The answer is apparently weed and Bob Marley music, so ISIS is a fifteen year old boy discovering reggae for the first time. Here’s an excerpt from the amazing interview:
One of your most recent singles is subtly named “Go Fuck Yourself.” Is there anyone you want to tell to go fuck themselves?
Shaggy: ISIS can go fuck themselves. That’s some crazy shit what they’re doing. It’s horrible, man. I can’t see… I don’t get that much hate. I just don’t get that level of evil. I can’t understand it.
You might need one after these ISIS comments.
Yeah, man, but listen. I get someone having a cause. I get somebody fighting for their cause. And I get that people struggle; I get that they suffer. But how does that justify killing your brother? Taking their heads off and filming it… That’s a different level of evil right there.

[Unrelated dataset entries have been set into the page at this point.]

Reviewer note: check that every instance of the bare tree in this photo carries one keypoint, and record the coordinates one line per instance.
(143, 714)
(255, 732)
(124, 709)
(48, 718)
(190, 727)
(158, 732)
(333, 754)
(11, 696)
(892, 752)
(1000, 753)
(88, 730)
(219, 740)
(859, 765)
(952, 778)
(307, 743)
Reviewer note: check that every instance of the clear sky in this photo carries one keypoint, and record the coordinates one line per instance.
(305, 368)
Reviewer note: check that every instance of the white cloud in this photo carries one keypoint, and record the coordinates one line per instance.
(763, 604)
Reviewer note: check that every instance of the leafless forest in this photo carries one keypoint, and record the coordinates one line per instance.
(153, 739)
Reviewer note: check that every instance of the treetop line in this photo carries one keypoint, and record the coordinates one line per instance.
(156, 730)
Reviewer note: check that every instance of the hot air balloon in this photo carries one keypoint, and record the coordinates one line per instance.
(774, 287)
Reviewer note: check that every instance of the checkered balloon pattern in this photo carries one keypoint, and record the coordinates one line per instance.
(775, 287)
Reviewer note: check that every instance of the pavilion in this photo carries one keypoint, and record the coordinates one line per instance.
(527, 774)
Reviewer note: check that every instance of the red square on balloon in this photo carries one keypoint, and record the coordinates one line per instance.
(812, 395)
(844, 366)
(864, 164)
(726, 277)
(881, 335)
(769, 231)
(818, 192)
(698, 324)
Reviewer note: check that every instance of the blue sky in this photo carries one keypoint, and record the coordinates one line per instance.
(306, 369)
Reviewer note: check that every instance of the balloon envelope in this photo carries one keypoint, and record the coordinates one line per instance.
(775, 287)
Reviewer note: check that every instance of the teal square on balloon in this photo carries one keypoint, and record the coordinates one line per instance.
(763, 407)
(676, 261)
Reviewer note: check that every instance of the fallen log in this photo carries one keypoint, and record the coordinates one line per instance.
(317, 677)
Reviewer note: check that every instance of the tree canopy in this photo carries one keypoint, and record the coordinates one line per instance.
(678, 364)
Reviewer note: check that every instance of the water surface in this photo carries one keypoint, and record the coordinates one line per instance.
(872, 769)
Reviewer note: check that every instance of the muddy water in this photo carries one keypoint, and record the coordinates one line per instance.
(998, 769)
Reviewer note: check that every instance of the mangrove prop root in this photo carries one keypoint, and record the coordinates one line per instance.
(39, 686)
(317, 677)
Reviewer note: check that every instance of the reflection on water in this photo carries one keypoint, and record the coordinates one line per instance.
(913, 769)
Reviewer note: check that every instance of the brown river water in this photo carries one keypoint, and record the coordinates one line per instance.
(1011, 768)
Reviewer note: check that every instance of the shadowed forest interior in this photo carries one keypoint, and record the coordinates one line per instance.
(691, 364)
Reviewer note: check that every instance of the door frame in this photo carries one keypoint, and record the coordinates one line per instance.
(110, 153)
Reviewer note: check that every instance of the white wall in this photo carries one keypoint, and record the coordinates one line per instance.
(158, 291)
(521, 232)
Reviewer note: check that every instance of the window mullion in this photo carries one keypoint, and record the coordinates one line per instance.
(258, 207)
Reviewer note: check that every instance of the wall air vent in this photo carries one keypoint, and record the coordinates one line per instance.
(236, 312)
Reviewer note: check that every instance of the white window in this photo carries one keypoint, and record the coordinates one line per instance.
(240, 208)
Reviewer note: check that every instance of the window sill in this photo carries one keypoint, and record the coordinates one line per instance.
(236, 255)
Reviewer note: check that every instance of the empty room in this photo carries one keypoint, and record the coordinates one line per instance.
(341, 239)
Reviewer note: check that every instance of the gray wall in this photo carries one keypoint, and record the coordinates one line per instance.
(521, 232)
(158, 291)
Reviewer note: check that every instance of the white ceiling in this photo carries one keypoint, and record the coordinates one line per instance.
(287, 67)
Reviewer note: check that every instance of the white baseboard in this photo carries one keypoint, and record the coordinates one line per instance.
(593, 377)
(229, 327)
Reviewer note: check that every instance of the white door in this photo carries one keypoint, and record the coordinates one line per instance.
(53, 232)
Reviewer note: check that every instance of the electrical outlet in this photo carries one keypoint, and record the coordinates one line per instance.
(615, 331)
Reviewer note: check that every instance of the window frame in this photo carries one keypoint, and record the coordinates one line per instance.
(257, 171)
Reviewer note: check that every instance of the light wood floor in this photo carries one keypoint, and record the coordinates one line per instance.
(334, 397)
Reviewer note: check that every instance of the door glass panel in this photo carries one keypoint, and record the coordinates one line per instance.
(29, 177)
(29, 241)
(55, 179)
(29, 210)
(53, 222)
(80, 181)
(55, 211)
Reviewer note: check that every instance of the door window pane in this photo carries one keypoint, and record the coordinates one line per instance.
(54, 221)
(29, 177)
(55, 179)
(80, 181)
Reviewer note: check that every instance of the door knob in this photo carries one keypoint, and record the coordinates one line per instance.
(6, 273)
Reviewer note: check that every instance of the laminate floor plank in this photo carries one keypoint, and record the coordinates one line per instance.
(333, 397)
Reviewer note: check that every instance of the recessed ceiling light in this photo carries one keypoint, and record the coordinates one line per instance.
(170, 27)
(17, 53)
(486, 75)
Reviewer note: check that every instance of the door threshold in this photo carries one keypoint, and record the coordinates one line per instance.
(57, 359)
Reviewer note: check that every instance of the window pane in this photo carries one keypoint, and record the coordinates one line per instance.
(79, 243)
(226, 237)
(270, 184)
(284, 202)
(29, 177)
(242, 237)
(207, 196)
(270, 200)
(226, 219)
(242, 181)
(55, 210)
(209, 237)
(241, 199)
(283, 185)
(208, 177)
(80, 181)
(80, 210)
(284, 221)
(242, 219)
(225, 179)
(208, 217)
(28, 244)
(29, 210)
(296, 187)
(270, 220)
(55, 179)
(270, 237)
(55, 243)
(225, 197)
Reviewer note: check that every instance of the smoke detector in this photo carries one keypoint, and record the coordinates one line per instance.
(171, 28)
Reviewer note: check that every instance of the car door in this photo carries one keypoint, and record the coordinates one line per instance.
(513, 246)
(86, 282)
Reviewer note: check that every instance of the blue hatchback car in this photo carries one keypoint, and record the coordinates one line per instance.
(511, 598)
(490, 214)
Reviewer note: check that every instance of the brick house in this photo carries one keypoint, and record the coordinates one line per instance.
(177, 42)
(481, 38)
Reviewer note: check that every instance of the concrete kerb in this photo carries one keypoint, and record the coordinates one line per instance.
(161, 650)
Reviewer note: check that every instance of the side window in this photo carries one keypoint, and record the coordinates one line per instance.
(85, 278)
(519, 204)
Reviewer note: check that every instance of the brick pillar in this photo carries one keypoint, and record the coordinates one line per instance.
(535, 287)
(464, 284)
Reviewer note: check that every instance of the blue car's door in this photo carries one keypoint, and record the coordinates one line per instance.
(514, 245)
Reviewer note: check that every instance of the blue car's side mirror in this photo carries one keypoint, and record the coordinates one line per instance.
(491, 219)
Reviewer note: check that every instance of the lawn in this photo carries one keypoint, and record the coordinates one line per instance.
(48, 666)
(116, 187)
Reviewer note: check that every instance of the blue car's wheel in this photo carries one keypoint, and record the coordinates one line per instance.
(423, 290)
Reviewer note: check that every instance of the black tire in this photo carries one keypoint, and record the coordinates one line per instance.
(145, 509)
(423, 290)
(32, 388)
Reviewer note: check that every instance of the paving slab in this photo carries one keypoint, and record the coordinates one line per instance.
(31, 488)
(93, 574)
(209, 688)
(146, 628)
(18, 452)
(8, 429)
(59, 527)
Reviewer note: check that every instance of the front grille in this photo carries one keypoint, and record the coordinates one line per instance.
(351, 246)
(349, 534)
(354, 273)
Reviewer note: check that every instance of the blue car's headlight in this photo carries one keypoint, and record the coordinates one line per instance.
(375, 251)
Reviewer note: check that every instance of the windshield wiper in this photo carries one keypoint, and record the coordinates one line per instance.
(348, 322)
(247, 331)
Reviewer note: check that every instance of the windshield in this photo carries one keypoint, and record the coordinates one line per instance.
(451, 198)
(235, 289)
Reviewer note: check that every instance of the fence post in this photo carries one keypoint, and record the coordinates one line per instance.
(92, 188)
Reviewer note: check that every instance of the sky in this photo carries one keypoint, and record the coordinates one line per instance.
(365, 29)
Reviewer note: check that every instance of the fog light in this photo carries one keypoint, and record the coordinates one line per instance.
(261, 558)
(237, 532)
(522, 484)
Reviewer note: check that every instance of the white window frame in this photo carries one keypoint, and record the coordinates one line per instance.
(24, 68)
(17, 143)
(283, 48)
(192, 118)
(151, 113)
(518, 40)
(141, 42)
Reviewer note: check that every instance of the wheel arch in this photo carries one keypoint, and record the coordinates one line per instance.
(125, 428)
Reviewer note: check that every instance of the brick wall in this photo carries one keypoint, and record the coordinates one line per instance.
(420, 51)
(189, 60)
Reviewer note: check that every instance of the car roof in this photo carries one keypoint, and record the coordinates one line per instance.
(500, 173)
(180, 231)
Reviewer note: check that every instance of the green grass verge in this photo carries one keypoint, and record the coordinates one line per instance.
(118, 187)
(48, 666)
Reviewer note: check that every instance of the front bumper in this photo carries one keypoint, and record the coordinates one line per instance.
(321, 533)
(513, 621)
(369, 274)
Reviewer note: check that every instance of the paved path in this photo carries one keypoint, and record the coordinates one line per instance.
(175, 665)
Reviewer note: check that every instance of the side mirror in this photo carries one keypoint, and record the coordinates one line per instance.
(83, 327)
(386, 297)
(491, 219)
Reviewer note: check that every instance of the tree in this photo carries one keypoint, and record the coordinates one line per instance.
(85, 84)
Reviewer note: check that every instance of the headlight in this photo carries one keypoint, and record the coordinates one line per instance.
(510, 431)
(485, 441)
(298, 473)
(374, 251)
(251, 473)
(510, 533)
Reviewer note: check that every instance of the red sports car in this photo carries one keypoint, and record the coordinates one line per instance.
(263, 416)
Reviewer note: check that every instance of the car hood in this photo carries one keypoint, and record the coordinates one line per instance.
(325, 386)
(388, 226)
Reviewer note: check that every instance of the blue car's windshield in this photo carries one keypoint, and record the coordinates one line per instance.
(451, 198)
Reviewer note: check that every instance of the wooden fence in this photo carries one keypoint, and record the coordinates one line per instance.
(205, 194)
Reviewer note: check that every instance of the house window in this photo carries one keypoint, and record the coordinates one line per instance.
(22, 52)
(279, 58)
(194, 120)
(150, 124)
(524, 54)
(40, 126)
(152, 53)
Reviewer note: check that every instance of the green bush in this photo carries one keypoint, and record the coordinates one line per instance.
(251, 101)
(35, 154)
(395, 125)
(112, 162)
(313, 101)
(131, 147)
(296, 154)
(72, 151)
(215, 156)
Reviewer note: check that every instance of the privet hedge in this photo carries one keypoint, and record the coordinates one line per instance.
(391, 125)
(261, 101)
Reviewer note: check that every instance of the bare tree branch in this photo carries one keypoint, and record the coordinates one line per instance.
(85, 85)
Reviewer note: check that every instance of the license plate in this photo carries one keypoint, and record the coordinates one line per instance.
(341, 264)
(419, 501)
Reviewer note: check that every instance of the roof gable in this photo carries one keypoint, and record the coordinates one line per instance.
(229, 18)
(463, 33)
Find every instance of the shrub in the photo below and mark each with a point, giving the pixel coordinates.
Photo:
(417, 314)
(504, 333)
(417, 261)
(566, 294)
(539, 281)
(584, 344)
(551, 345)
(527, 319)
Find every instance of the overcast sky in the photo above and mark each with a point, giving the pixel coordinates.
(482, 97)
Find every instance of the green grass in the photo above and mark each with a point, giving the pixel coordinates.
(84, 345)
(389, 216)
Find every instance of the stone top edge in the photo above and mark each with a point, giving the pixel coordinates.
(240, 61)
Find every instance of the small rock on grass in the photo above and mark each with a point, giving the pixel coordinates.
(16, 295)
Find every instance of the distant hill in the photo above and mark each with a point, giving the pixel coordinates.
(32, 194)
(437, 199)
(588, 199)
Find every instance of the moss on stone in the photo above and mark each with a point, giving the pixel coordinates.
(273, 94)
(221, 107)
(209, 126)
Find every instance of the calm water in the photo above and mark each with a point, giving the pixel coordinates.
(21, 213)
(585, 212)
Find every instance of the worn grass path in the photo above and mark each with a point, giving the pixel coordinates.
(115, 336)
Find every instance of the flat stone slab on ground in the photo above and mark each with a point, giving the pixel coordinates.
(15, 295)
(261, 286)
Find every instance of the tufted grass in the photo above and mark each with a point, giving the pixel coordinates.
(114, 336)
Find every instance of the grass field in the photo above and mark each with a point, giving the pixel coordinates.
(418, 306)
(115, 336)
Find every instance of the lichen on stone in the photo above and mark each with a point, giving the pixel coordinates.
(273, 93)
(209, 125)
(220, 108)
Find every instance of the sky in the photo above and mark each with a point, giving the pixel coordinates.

Extreme Islam discourages and even bans music. Since music alters moods, maybe the lack of music affects ISIS militants?
If you’re able to cut a man’s head off, you’re sick. But right, music evokes emotion. So if they’re listening to Shaggy music or reggae music, they’re not going to want to cut somebody’s head off.
There’re two thing you want to do when you listen to reggae: You get somebody pregnant, or you’re fucking high. High people don’t want to kill nothing; they want to love. They need to bag some Jamaican weed and distribute it amongst ISIS. I guarantee there won’t be any more wars out there.
A couple of kilos is all they need then…
Man, it’ll put them in a vibe. And throw some Bob Marley up in there and there’ll be peace.
Some of these world leaders need to be stoners though, really.
There you go world leaders. Problem solved. Shaggy out.